Ten years ago, on a warm, sunny day of August, I was running from one building to another at the University of Waterloo. Davis Centre, Needles Hall, Hagey Hall, Dana Porter; I mumbled the names and reached everywhere feeling frazzled. A friendly representative at the International Student Office told me to go to the Turnkey Desk, at the Student Life Centre, for any campus-related information. What is Turnkey? I never asked him and went to pick up my student ID at the Great Hall of the Student Life Centre. By the time I reached, I had forgotten about it.

Whenever I went to the Great hall, I noticed there was always someone sitting behind an L-shaped desk at the corner. That person had the answers to everyone’s questions. “So, this is what that representative meant!”, I thought to myself. A Turnkey had all the information! From directions, cheap food joints, maps, bus tickets, to campus jobs, clubs, groups and activities, nothing was an off-topic query. One turnkey told me in detail about tutoring jobs on campus, another about the campus dentist; one became a life-long friend when we discovered we are both Bengalis. The Turnkey desk was always open, twenty-four hours a day, 7 days a week, twelve months a year; even on Christmas Eve. Before Google Maps, residents of Waterloo relied on a clunky Grand River Transit website or carried bus schedules. It was not a complicated process at all.  For someone who never used maps and could not tell her left from right, it was an agonizing task for me. The first few weeks, I almost always got on the wrong bus, missed my stop or got off at the wrong stop. And when I did get on the right bus, I was always thoroughly confused about which way to go once I got off. At the Turnkey Desk, they often drew a small map to show me exactly which way to go. I clutched that recycled piece of paper and went on my adventures.

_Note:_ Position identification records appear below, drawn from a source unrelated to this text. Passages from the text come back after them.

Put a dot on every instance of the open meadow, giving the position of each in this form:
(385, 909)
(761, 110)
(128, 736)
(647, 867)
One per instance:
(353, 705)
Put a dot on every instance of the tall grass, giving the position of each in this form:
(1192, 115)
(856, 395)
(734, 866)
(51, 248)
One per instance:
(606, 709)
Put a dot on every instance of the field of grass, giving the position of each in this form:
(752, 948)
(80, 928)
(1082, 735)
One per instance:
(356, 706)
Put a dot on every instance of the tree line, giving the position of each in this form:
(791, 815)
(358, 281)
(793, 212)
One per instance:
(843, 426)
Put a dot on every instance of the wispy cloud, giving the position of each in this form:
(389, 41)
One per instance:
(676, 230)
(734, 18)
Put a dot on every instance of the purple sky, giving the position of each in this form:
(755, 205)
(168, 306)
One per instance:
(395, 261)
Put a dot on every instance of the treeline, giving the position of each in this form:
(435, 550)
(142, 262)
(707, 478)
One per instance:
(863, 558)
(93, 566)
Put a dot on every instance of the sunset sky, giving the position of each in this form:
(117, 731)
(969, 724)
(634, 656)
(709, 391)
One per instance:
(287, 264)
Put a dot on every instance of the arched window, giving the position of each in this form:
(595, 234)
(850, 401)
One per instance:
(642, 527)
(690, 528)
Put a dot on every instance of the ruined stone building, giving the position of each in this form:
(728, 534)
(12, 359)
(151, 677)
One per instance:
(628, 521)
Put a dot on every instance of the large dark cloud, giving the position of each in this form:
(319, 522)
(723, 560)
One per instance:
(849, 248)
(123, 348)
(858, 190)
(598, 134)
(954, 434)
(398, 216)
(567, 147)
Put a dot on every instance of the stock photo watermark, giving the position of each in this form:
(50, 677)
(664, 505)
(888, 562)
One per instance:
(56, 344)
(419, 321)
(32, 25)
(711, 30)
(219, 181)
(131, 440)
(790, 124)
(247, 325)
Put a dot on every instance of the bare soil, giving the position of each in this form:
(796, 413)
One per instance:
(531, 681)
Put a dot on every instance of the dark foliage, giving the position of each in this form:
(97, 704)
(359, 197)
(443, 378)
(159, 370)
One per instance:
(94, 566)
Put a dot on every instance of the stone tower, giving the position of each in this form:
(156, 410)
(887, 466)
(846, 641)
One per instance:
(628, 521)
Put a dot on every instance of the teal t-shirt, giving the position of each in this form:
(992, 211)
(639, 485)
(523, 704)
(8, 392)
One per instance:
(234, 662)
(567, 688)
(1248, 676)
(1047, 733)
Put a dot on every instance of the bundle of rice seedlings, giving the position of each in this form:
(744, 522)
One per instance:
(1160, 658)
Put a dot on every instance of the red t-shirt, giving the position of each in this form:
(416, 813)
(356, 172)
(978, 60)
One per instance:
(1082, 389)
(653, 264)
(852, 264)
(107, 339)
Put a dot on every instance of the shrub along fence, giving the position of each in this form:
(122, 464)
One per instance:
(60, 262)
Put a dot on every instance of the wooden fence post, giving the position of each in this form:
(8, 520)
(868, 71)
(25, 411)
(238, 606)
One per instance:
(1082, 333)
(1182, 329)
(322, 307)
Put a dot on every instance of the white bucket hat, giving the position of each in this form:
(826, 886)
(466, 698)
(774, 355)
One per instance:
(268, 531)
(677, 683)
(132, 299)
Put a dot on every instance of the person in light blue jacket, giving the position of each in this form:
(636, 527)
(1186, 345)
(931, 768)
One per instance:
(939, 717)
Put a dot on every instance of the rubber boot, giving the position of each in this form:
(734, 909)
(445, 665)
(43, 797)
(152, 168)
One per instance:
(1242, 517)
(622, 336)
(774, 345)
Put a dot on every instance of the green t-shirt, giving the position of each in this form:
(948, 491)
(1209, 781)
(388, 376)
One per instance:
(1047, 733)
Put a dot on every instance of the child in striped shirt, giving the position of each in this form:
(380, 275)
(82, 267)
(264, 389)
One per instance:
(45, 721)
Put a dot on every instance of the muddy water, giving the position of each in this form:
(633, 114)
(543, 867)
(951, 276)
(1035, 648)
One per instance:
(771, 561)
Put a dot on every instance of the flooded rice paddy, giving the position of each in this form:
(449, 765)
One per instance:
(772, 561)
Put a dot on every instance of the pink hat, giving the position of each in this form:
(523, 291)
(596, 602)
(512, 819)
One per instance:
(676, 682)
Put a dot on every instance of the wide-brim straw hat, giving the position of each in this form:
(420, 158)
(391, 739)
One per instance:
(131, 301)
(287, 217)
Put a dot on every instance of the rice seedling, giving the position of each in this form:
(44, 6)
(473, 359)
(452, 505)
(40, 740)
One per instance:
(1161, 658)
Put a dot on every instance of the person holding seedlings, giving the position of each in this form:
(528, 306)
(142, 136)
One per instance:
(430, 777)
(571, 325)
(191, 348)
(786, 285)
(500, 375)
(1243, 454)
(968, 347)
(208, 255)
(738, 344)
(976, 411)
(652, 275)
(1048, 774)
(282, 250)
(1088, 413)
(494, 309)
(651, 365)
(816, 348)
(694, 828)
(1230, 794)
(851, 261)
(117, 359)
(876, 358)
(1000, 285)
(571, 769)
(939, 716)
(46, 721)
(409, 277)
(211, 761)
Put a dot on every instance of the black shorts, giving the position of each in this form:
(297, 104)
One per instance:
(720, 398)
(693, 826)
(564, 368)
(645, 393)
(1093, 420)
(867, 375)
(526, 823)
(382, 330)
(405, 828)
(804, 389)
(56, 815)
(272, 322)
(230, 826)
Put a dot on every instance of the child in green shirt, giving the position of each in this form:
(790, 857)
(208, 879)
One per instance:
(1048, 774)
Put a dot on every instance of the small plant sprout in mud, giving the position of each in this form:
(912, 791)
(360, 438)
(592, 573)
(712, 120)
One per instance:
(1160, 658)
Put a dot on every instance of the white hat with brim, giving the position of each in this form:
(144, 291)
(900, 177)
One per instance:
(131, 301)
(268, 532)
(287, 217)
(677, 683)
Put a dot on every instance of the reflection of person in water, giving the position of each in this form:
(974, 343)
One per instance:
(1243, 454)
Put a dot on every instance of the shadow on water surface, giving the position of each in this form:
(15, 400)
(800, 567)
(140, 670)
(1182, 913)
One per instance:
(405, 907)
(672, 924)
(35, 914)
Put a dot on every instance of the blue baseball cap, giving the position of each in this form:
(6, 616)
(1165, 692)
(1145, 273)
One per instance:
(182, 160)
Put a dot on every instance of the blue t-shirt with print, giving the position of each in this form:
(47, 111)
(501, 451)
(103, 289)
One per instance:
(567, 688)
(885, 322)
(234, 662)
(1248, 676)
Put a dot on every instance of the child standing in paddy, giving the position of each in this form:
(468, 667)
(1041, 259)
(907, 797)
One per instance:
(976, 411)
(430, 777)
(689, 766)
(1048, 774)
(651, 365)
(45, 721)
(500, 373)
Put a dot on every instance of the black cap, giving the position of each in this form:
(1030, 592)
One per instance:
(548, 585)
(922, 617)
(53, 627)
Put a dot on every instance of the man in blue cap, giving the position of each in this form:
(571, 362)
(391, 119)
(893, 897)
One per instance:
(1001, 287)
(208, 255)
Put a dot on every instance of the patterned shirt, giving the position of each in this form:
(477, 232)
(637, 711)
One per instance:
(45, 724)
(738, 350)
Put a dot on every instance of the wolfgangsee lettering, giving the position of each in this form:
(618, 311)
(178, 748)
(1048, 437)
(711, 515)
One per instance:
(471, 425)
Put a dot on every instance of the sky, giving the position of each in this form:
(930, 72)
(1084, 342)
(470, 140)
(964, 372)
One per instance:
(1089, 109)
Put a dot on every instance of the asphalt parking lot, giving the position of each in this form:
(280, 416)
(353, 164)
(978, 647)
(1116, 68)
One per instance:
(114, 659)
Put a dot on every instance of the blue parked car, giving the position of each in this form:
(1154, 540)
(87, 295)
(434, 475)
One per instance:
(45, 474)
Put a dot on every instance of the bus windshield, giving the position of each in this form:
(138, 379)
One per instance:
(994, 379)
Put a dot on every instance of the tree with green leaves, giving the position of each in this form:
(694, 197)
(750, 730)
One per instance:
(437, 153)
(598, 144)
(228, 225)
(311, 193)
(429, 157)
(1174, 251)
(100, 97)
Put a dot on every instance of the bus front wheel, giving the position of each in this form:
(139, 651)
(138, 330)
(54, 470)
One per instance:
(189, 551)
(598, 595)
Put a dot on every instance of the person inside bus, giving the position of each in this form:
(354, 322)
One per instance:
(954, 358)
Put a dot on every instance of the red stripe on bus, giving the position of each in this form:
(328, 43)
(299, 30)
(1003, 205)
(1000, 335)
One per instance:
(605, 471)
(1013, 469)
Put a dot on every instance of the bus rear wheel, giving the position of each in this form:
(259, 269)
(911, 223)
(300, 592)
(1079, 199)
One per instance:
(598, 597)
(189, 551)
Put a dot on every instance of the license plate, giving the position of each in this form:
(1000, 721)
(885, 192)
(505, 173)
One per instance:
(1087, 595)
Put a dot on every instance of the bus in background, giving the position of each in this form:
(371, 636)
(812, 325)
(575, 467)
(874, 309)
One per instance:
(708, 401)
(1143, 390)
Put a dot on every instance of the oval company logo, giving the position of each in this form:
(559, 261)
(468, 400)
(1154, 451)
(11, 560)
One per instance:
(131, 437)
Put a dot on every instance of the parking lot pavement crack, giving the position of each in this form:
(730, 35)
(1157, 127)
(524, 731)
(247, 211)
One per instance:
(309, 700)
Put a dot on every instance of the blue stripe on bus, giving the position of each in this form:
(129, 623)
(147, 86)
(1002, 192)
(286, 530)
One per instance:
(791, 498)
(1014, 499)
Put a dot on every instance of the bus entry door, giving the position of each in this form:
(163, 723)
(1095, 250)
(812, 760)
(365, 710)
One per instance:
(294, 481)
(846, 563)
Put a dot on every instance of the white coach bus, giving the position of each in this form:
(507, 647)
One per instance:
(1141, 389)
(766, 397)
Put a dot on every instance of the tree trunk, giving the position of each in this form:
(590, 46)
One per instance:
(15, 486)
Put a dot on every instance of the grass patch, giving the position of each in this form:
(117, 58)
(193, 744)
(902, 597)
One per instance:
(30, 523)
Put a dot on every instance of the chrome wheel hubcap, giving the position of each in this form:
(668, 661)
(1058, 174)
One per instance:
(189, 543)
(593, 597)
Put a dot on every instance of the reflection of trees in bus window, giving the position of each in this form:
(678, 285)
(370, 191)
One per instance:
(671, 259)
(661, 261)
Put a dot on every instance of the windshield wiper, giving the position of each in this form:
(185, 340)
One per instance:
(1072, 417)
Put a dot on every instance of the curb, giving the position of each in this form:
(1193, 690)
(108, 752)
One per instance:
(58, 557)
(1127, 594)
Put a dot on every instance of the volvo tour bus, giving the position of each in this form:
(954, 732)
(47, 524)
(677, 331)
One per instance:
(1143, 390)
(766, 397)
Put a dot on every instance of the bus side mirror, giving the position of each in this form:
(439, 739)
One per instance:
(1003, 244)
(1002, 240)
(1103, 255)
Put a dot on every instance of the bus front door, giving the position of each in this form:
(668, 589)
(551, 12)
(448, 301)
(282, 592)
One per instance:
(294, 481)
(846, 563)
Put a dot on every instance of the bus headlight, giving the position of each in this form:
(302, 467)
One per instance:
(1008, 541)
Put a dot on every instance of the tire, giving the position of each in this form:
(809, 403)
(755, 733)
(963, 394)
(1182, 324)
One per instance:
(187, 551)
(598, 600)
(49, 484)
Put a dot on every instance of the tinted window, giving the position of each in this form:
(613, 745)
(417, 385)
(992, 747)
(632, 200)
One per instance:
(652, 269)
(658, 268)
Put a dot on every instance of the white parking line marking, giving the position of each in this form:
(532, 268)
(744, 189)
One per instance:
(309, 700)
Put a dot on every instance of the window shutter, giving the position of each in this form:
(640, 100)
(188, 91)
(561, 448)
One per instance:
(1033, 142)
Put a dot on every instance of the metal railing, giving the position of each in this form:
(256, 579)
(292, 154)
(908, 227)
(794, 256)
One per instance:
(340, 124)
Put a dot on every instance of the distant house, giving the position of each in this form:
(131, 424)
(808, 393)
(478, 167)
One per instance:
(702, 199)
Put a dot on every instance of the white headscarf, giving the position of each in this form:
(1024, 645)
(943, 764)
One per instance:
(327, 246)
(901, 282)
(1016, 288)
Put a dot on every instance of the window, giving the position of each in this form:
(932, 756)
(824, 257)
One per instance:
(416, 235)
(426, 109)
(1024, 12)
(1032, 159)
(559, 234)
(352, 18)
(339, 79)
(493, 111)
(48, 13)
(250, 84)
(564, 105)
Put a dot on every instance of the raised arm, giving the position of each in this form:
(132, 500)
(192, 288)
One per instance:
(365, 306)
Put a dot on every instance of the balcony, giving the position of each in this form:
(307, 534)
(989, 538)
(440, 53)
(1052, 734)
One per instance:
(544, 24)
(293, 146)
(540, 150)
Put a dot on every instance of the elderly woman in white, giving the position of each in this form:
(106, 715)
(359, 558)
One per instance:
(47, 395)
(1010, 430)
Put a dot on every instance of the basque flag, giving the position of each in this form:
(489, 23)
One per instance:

At the Great Hall, the lights were dimmed around midnight but never switched off. The coffee chain, Tim Horton’s, closed for a few hours, but there were hot coffee and cheap snacks at the Turnkey Desk. Like hundreds of students, the Great Hall was my meeting place with friends. Sipping extra-large French Vanilla coffees that could kill a diabetic person; I spent countless hours on the sofa, at the café, in the study rooms. Turnkey Desk at the Great Hall was a true embodiment of a trusted, wise friend. When I reminisce about my first year in Canada, I often wish I could go back to the Turnkey Desk at the Great Hall. I wish I could ask them some stupid questions. I wish someone gave me answers and direction; drew a map on the back of some recycled paper and handed it to me like they used to. I wish I could clutch that piece of paper and start a new adventure.